Tor


Tor is a network that allows you to transmit data anonymously over the Internet. Users can send emails, surf the Internet, or use Instant Messenger via the Tor network without the data being accessible by third parties.

Background[edit]

The Tor network originated in 2000 when a researcher at the University of Cambridge began working on a secure network. It was planned to be used for institutions such as the US government or the military but a first alpha version was finally presented to the public in 2002. The name of the network is derived from its project name “The Onion Routing.”

In its initial phase between 2002 and 2004, three US institutions were involved in Tor’s development. The network was then supported by the Electronic Frontier Foundation.

Today, almost two-thirds of the project is financed by the US government and a third by private sponsors. Nearly 40 million people worldwide use the Tor network for encrypted and anonymous data transfers.

How it works[edit]

To use Tor, you first have to install the Tor Client to connect to the network. Shortly after installation, the program downloads a digitally signed collection of all available servers. “Directory servers” keep this list. When the client is started, the program selects a random route over three servers from the list. The connection between the servers is encrypted. At intervals of 10 minutes, the connection changes, three new servers are selected, and the client creates a new “tunnel” via these servers. Once the routing is established, files can eventually be sent over this connection.

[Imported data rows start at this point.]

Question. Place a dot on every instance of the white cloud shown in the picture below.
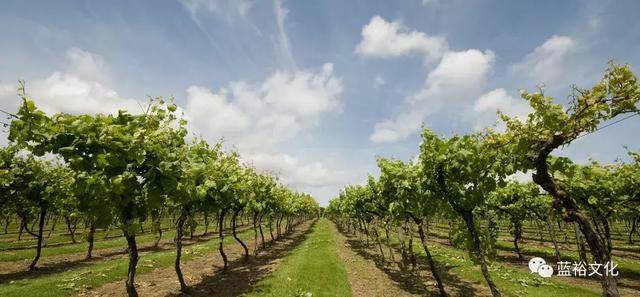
(484, 112)
(79, 90)
(259, 116)
(283, 44)
(458, 77)
(295, 172)
(384, 39)
(229, 10)
(547, 62)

Some browsers, such as DuckDuckGo, provide a pre-setting for using Tor.

Encrypted data sent via the Tor network supposedly cannot even be decrypted by intelligence services such as the NSA.

Criticism[edit]

While advocates and supporters of Tor argue that the network is helping many people in dictatorships and totalitarian systems to communicate, there are also critical voices, which are questioning the anonymity of the network as it is clear that Tor is also used by criminals to escape prosecution. For example, Bot networks are controlled via Tor.